Mike Cannon-Brookes, co-founder and co-CEO of Atlassian, has said publicly that most days he doesn't know what he's doing. That he's felt like a fraud for fifteen years. That he's petrified, at any moment, someone is going to call him on it. He said this as a billionaire running a company worth tens of billions of dollars.

I'm not a billionaire. Neither are you, probably. But if you're a CTO and you recognise that feeling — the quiet dread that someone will figure out you got lucky, that you've been smiling at the right moments, that you don't actually know enough — then you're in good company. Neil Gaiman wrote that maybe there aren't any grown-ups. Just people who work hard, go slightly out of their depth, and do the best job they can. He said Neil Armstrong felt like an imposter too.

I've felt this way for most of my career. The feeling doesn't disappear when you get the title. For most people, it gets louder. What changes — what has to change — is your relationship to it.

What's actually going on

Why imposter syndrome hits hardest at the CTO level.

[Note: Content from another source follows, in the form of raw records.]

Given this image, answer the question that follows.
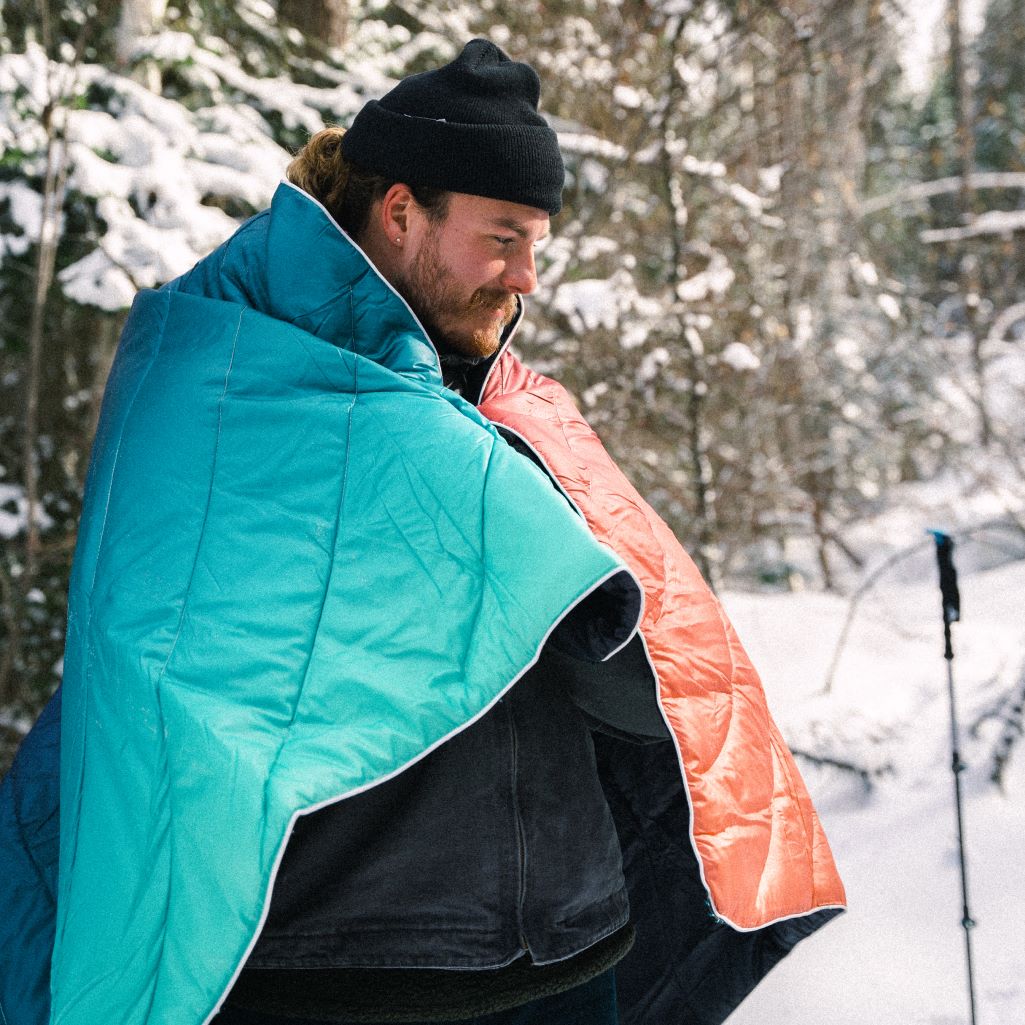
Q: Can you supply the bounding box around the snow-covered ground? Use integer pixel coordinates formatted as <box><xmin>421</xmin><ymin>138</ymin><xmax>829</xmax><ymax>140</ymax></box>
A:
<box><xmin>725</xmin><ymin>539</ymin><xmax>1025</xmax><ymax>1025</ymax></box>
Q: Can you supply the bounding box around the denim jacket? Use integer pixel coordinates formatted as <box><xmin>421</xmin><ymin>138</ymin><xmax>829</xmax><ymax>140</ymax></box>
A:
<box><xmin>247</xmin><ymin>646</ymin><xmax>665</xmax><ymax>969</ymax></box>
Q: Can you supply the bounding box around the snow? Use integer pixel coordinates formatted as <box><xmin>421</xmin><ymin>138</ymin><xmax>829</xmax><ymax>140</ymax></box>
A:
<box><xmin>0</xmin><ymin>181</ymin><xmax>43</xmax><ymax>260</ymax></box>
<box><xmin>875</xmin><ymin>292</ymin><xmax>900</xmax><ymax>321</ymax></box>
<box><xmin>0</xmin><ymin>484</ymin><xmax>53</xmax><ymax>541</ymax></box>
<box><xmin>920</xmin><ymin>210</ymin><xmax>1025</xmax><ymax>242</ymax></box>
<box><xmin>719</xmin><ymin>341</ymin><xmax>762</xmax><ymax>370</ymax></box>
<box><xmin>724</xmin><ymin>500</ymin><xmax>1025</xmax><ymax>1025</ymax></box>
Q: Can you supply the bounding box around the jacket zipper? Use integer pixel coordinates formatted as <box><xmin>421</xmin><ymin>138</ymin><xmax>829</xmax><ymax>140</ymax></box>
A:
<box><xmin>505</xmin><ymin>704</ymin><xmax>530</xmax><ymax>953</ymax></box>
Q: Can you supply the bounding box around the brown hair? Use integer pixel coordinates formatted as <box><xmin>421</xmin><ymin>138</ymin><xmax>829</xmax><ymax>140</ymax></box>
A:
<box><xmin>285</xmin><ymin>125</ymin><xmax>450</xmax><ymax>241</ymax></box>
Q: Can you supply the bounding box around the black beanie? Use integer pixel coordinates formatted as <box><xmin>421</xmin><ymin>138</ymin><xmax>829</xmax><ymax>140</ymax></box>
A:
<box><xmin>341</xmin><ymin>39</ymin><xmax>565</xmax><ymax>214</ymax></box>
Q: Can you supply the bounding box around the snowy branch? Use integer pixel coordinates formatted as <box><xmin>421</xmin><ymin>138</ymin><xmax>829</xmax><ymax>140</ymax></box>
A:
<box><xmin>918</xmin><ymin>207</ymin><xmax>1025</xmax><ymax>242</ymax></box>
<box><xmin>861</xmin><ymin>171</ymin><xmax>1025</xmax><ymax>217</ymax></box>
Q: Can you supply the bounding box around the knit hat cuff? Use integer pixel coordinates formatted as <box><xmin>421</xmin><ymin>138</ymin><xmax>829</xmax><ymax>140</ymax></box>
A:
<box><xmin>341</xmin><ymin>100</ymin><xmax>565</xmax><ymax>214</ymax></box>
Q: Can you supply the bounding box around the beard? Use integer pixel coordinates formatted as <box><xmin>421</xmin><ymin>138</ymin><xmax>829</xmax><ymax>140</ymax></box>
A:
<box><xmin>396</xmin><ymin>235</ymin><xmax>517</xmax><ymax>359</ymax></box>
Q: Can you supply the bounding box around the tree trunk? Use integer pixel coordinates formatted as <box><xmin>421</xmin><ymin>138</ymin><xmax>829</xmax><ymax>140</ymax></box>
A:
<box><xmin>946</xmin><ymin>0</ymin><xmax>992</xmax><ymax>447</ymax></box>
<box><xmin>278</xmin><ymin>0</ymin><xmax>350</xmax><ymax>46</ymax></box>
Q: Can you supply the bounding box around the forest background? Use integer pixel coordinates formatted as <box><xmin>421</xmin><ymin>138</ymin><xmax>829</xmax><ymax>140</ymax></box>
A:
<box><xmin>0</xmin><ymin>0</ymin><xmax>1025</xmax><ymax>791</ymax></box>
<box><xmin>0</xmin><ymin>0</ymin><xmax>1025</xmax><ymax>1025</ymax></box>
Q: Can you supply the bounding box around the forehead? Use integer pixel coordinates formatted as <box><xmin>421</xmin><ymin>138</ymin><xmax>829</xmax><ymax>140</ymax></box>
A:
<box><xmin>445</xmin><ymin>193</ymin><xmax>549</xmax><ymax>242</ymax></box>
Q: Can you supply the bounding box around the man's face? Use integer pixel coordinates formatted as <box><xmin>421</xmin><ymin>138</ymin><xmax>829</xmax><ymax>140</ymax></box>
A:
<box><xmin>395</xmin><ymin>193</ymin><xmax>548</xmax><ymax>357</ymax></box>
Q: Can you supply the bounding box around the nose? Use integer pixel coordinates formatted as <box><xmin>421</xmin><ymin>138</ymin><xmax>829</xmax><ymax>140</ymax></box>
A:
<box><xmin>501</xmin><ymin>246</ymin><xmax>537</xmax><ymax>295</ymax></box>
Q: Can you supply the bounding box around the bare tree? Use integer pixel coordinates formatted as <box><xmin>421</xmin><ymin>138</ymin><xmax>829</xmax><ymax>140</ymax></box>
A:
<box><xmin>278</xmin><ymin>0</ymin><xmax>351</xmax><ymax>46</ymax></box>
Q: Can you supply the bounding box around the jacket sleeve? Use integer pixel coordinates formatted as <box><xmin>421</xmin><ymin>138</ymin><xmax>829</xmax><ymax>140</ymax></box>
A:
<box><xmin>541</xmin><ymin>634</ymin><xmax>669</xmax><ymax>743</ymax></box>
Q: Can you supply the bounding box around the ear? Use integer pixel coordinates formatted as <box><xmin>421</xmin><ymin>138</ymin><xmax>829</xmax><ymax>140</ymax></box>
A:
<box><xmin>377</xmin><ymin>182</ymin><xmax>416</xmax><ymax>245</ymax></box>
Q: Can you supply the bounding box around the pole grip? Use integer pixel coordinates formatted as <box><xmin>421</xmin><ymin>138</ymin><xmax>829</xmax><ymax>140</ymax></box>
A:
<box><xmin>930</xmin><ymin>530</ymin><xmax>960</xmax><ymax>624</ymax></box>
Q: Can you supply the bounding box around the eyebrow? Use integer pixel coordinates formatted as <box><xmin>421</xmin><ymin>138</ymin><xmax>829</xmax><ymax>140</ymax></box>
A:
<box><xmin>491</xmin><ymin>217</ymin><xmax>550</xmax><ymax>242</ymax></box>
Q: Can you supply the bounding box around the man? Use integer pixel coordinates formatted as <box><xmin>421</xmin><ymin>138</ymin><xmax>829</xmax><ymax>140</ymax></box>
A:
<box><xmin>0</xmin><ymin>40</ymin><xmax>843</xmax><ymax>1025</ymax></box>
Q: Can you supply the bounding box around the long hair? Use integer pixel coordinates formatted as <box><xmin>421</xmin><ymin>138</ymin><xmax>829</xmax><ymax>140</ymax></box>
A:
<box><xmin>285</xmin><ymin>125</ymin><xmax>450</xmax><ymax>241</ymax></box>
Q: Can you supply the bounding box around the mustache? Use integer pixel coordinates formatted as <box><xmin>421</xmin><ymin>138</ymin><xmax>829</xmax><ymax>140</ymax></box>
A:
<box><xmin>466</xmin><ymin>288</ymin><xmax>517</xmax><ymax>321</ymax></box>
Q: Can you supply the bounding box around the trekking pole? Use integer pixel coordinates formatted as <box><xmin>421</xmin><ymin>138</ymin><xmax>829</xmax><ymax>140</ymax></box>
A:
<box><xmin>930</xmin><ymin>530</ymin><xmax>976</xmax><ymax>1025</ymax></box>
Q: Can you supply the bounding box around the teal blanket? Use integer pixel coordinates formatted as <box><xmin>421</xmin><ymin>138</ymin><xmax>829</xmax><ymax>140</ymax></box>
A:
<box><xmin>39</xmin><ymin>186</ymin><xmax>641</xmax><ymax>1025</ymax></box>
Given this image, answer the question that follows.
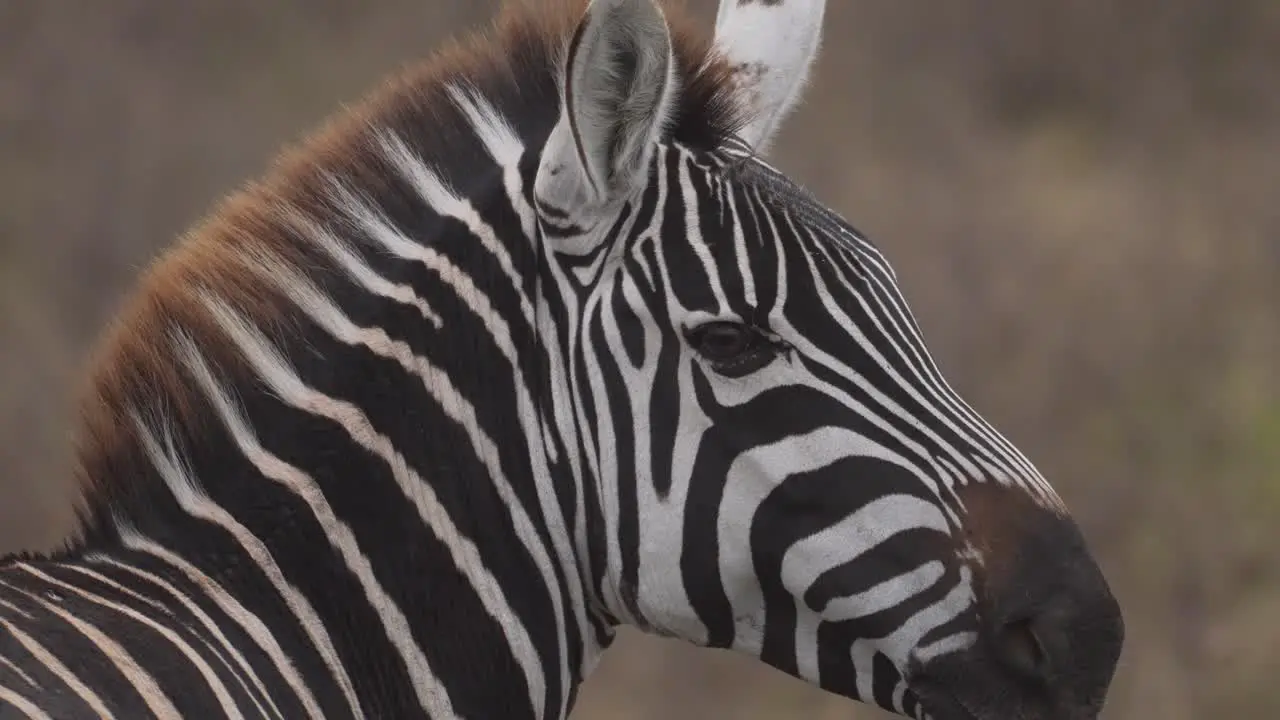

This isn't just about confidence. The CTO role is structurally designed to make you feel inadequate. Here's why.

I've felt like a fraud since high school. That feeling that at some point someone would find out — that I got the job because I smiled at the interview, that I passed because the question was easy, that the delivery happened because of lucky circumstances. I still feel it. What changed is that I stopped trying to make it go away, and started understanding what it was telling me. That's the work.